MOSKAU, Dienstag, der 25. Mai 2010
Stefan Scholl

Wellenreitende Wolgabrücken und sibirische Schmelzwasserschamanen

Durch Russland fließt viel Wasser. Zum Beispiel die Wolga, mit 3530  Kilometern Europas längster Strom. Und weiter östlich, in Sibrien, der Jenissej, 5960 Kilometer lang, der Welt fünflängster Fluss. Russland meistert seine gewaltigen Flusslandschaften mit viel Schwung: Die erst vergangenen Oktober eröffnete Wolgabrücke von Wolgograd nach Krasnoslobosk ist mit 7,1 Kilometer die längste Straßenbrücke Europas. So wie das Sajano-Schuschensker Wasserkraftwerk am Jenissej mit 6400 Megawatt Leistung das größte Wasserkraftwerk Europas darstellt. Der 240 Meter hoher Staudamm gehört zu den 20 höchsten Staumauern der Welt…

Außerdem managt Russland Krisen verblüffend einfach: Bei einem Frühjahrssturm geriet die längste Brücke über den längsten Fluss Europas kürzlich in so heftige Schwingungen, dass selbst für ihre Nervenstärke berühmte südrussische Steppen- und Straßenhunde weder vor noch zurück wussten. (Russische Bloger machen sich auch noch drüber lustig: http://www.youtube.com/watch?v=aLNQlCVsA9E) Einige Tage rätselte die Öffentlichkeit, ob die Wellen reitende Wolgabrücke nun abbruchreif oder ein besonders flexibles Wunderwerk der vaterländischen Technik sei. Dann beschlossen die Behörden, die Brücke für Fußgänger, Pkw und auch Hunde wieder freizugeben. Wolgograder Pessimisten behaupten allerdings, Hunde seien seitdem auf dem Bauwerk nicht mehr zu sehen.

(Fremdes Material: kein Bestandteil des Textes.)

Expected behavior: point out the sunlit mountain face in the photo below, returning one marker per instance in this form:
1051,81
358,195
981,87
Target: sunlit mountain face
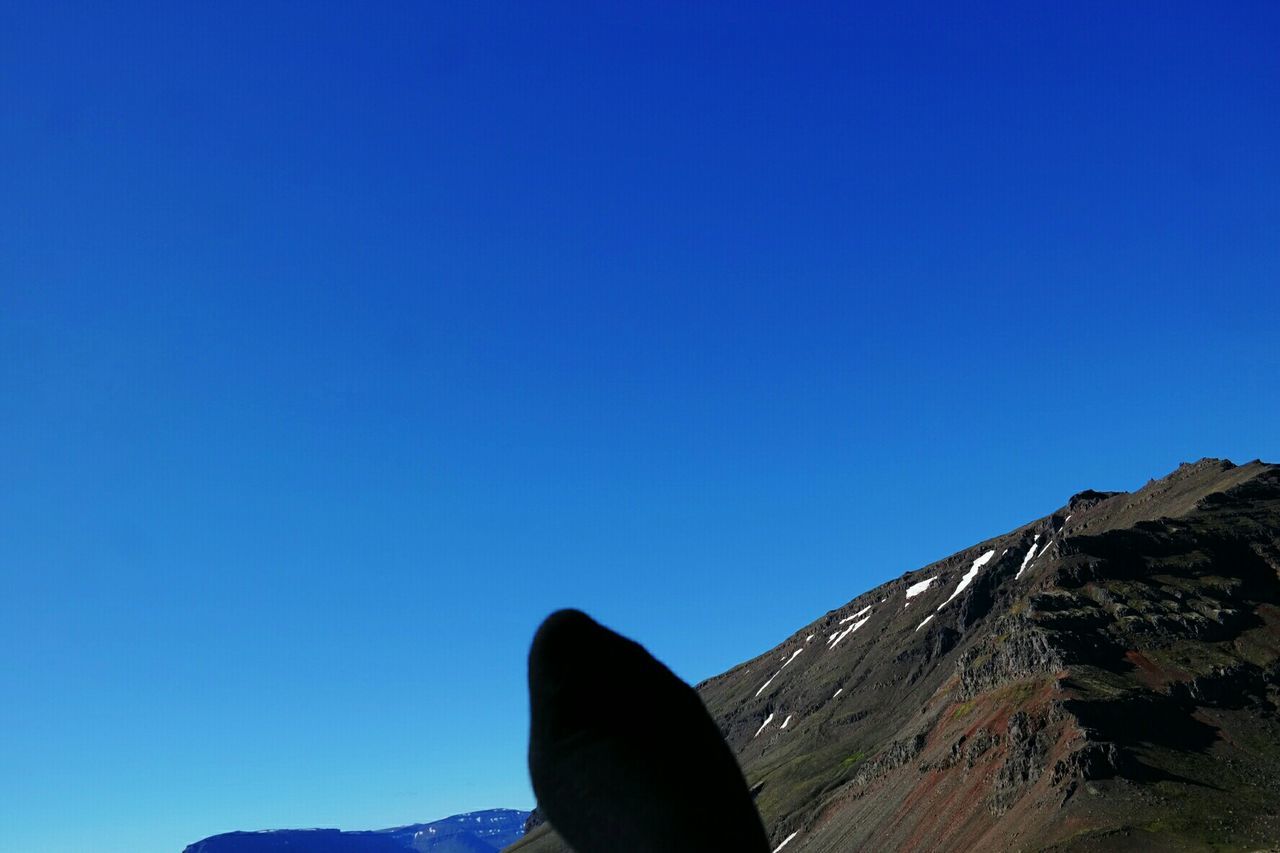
1102,678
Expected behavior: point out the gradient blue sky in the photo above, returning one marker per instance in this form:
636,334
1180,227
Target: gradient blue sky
342,342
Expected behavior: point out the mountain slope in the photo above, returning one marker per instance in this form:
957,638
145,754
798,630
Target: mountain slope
471,833
1104,678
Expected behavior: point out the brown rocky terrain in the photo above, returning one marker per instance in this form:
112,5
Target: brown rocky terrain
1104,678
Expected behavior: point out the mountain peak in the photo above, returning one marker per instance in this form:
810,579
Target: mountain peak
1104,678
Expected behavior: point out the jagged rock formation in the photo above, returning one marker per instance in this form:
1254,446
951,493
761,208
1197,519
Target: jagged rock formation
1104,678
472,833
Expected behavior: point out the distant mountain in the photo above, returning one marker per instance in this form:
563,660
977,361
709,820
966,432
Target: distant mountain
1105,678
472,833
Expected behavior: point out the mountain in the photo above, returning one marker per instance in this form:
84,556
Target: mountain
472,833
1105,678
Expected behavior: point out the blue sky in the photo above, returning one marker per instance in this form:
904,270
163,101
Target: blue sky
339,345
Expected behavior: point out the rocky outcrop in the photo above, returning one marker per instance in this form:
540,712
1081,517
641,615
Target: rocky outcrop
1107,671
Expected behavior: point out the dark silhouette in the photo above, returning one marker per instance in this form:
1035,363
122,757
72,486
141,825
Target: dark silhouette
624,756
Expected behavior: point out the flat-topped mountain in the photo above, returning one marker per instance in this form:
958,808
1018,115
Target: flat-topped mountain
1102,678
472,833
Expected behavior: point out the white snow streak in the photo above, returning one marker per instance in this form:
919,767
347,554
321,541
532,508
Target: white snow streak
849,619
780,671
1031,555
768,683
969,575
915,589
849,630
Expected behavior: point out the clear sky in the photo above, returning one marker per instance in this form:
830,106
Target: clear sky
342,342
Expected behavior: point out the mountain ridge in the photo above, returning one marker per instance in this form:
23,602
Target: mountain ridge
484,831
1101,676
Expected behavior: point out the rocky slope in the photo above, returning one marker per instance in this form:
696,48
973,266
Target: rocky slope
472,833
1104,678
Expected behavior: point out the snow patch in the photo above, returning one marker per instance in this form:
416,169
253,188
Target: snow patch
915,589
849,630
1031,555
969,575
780,671
768,683
849,619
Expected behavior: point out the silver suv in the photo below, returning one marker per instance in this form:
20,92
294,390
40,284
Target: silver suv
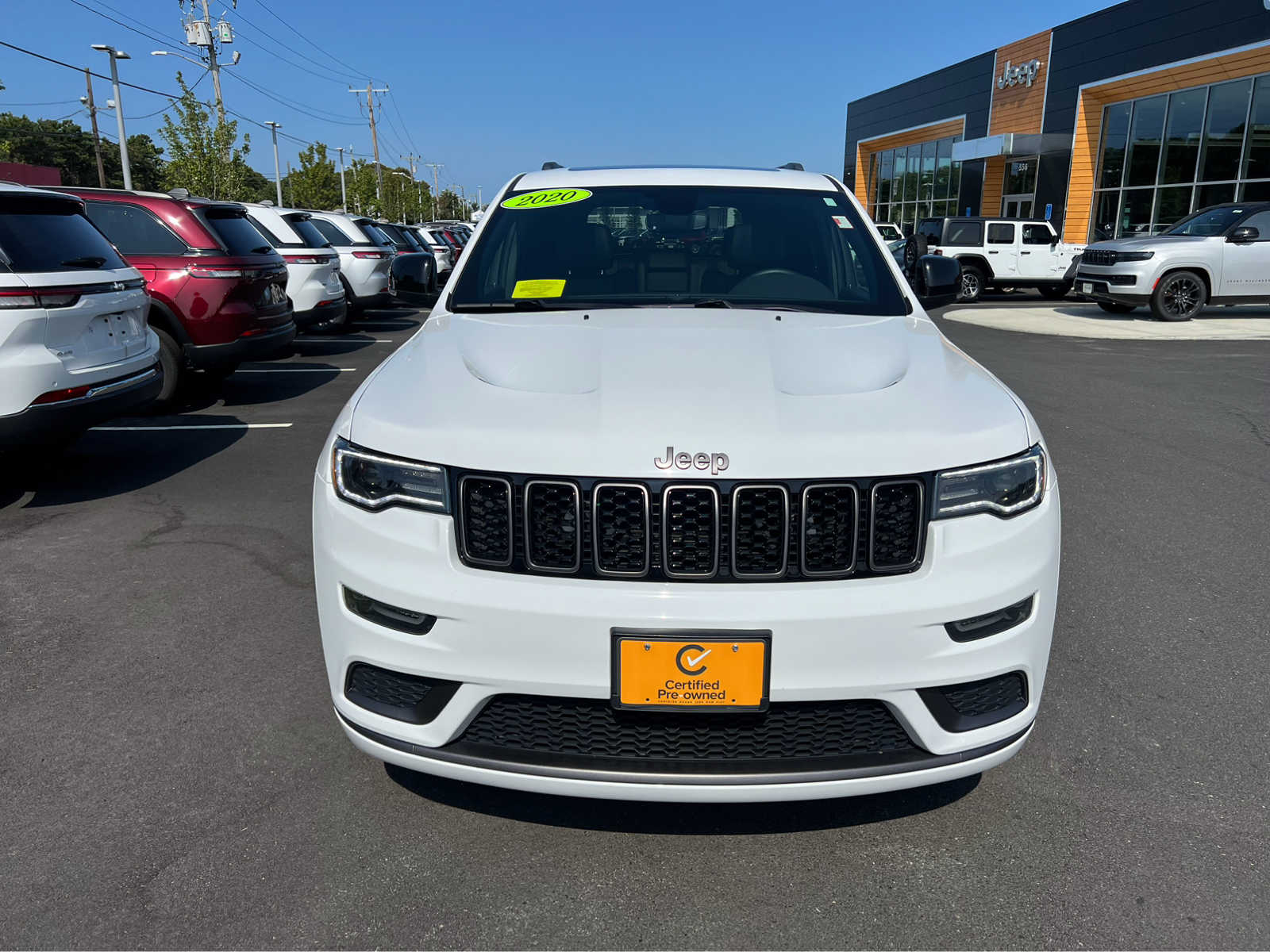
1218,255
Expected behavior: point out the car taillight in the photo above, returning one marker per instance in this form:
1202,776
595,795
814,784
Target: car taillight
197,272
54,298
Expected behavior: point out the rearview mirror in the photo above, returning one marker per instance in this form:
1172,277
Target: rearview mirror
937,281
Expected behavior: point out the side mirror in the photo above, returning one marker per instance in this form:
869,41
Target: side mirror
937,281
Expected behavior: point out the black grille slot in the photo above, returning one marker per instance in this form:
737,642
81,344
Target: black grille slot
981,697
829,530
895,531
783,735
486,509
690,531
760,531
552,526
622,528
403,697
977,704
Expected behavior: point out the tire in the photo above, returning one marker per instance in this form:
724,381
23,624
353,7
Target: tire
173,363
914,251
1179,298
972,283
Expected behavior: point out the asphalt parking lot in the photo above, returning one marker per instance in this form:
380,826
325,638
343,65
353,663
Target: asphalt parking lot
171,774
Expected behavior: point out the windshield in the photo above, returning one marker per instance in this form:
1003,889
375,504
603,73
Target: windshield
710,245
1206,224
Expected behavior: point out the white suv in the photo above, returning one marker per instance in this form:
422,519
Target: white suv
313,266
74,343
365,263
999,253
641,524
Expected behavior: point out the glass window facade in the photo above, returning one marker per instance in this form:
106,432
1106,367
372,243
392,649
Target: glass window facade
1165,156
918,182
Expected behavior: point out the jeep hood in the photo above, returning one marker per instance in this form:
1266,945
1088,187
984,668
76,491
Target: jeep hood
785,397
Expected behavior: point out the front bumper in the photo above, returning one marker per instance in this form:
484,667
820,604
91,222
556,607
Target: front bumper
498,634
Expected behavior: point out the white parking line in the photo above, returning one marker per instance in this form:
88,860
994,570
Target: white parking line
294,370
205,427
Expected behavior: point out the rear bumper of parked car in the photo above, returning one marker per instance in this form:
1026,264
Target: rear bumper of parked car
870,640
44,423
256,343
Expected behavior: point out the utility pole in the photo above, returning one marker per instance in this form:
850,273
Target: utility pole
116,55
435,167
343,194
375,137
97,137
277,171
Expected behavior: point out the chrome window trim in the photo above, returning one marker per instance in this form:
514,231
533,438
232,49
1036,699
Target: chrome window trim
511,526
595,531
577,535
666,536
921,524
785,531
855,531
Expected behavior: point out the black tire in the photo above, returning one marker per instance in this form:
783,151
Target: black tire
1179,298
972,283
914,251
173,363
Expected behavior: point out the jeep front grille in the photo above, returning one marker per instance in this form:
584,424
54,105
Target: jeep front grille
698,531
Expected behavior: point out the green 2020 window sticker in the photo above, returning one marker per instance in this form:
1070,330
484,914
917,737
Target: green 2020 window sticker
548,198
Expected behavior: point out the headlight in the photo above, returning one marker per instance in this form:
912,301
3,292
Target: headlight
1005,488
378,482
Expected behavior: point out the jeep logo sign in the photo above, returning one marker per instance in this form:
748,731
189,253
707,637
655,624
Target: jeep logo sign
715,463
1024,73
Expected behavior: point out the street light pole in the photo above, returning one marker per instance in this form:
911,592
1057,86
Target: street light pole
116,55
277,171
343,194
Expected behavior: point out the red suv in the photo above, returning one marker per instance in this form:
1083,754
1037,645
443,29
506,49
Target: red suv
219,291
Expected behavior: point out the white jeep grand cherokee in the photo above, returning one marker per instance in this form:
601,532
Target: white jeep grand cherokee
658,524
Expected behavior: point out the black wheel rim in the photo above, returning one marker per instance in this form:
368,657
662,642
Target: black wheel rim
1181,298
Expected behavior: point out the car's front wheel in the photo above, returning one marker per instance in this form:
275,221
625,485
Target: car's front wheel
972,283
1179,298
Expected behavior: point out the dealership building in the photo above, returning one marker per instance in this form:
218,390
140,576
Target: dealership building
1121,122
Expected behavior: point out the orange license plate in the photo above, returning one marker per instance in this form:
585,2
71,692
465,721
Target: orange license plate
691,672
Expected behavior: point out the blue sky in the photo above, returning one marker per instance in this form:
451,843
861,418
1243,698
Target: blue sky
492,89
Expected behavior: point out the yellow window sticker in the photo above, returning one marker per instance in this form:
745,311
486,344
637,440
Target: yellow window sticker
548,198
549,287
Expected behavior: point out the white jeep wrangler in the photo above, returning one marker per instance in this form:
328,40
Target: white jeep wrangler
999,253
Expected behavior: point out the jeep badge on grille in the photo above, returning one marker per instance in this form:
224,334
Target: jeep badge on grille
715,463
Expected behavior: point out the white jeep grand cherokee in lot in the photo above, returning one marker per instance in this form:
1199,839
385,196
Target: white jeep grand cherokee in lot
1218,255
641,524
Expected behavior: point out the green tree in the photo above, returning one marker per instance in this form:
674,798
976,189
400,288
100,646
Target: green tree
205,158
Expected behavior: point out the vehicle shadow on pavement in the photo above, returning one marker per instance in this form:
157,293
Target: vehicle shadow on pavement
101,465
683,819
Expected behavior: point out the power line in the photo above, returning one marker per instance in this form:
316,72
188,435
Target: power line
360,74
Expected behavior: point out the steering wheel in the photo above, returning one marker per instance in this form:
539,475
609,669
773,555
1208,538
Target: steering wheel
784,283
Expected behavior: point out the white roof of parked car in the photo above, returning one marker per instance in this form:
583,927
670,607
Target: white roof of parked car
673,175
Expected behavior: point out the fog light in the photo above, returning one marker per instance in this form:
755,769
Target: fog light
992,624
389,616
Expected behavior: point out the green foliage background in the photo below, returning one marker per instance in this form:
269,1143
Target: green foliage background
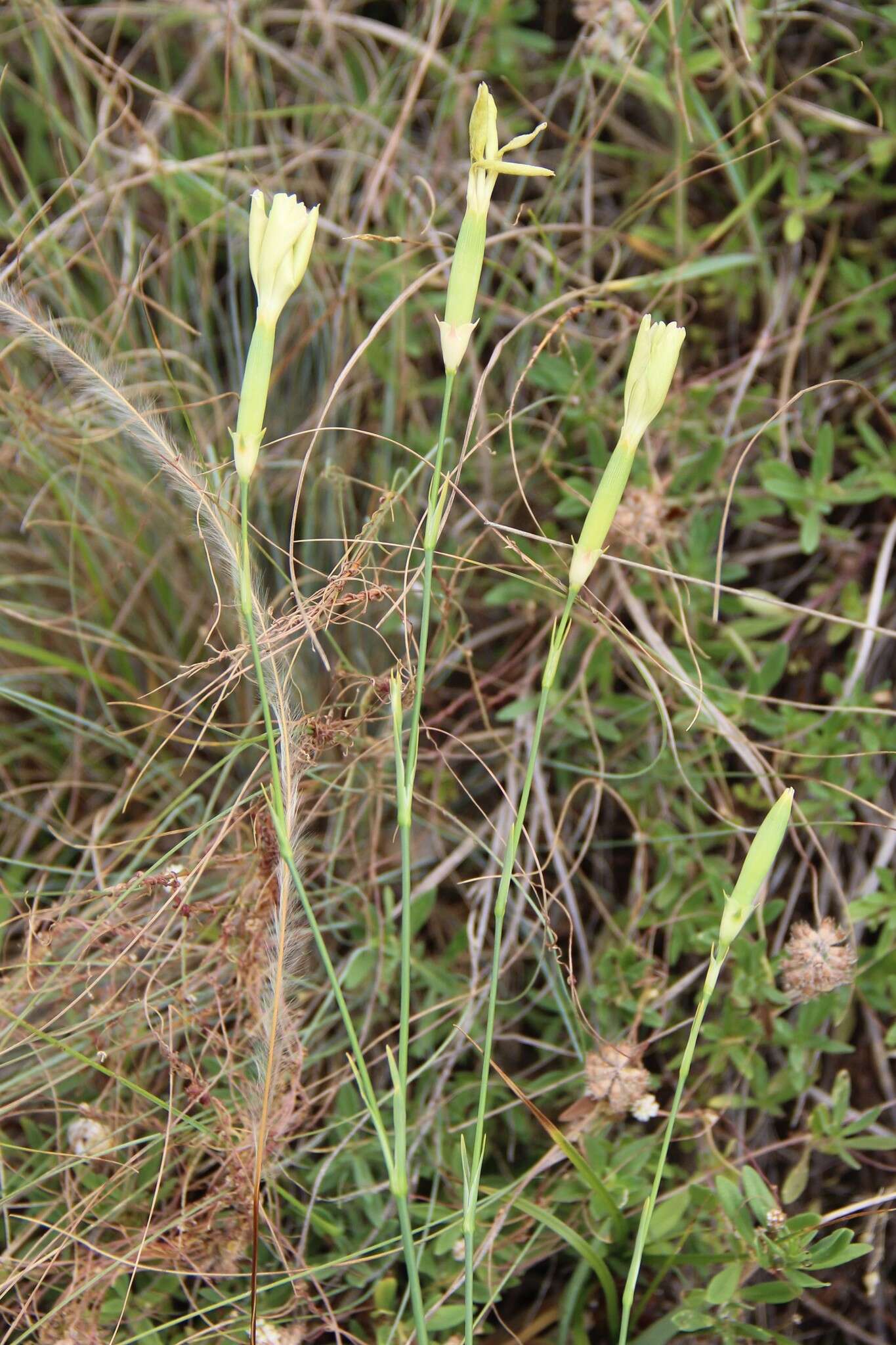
729,165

Den Staudamm von Sajano-Schuschensk und das dazugehörige Kraftwerk hat erst gar niemand dicht gemacht. Obwohl sibirische Wahrsager, aber auch allerlei Physiker und Ingenieure seit Wochen davor warnen, der Staudamm könne unter dem Druck der im Juni anstehenden Schmelzwasserfluten brechen. Diesen Winter fiel in den chakassischen Bergen, durch die der Jenissej fließt, doppelt soviel Schnee wie üblich. Außerdem gilt das Kraftwerk nach einem Wassereinbruch im Turbinenraum, bei dem vergangenen August 75 Techniker umkamen, als unsicher. Zahlreiche Bewohner der Städte flussabwärts sollen nach Angaben des Regionalfernsehens schon für alle Fälle das Weite gesucht haben. Die Energiegesellschaft „Rushydro“ aber, Europas größter Wasserkraftwerksbetreiber, rettete die Lage mit ethnologischer Rückbesinnung: Sie platzierte in ihrem Firmenblog einen Videoauftritt 5 sibirischer Schamanen. Die posieren in Pelzmützen und Volkstrachten am Fuß der Staumauer und verkünden, sie hätten seit Dezember die Geister beschworen, das Tauwasser langsamer fließen zu lassen. Die über- und unterirdischen Kräfte  hätten positiv geantwortet, die Überschwemmung falle aus. Man werde die Geister aber für alle Fälle weiter anrufen. (Im Originalton: http://www.youtube.com/user/RusHydro)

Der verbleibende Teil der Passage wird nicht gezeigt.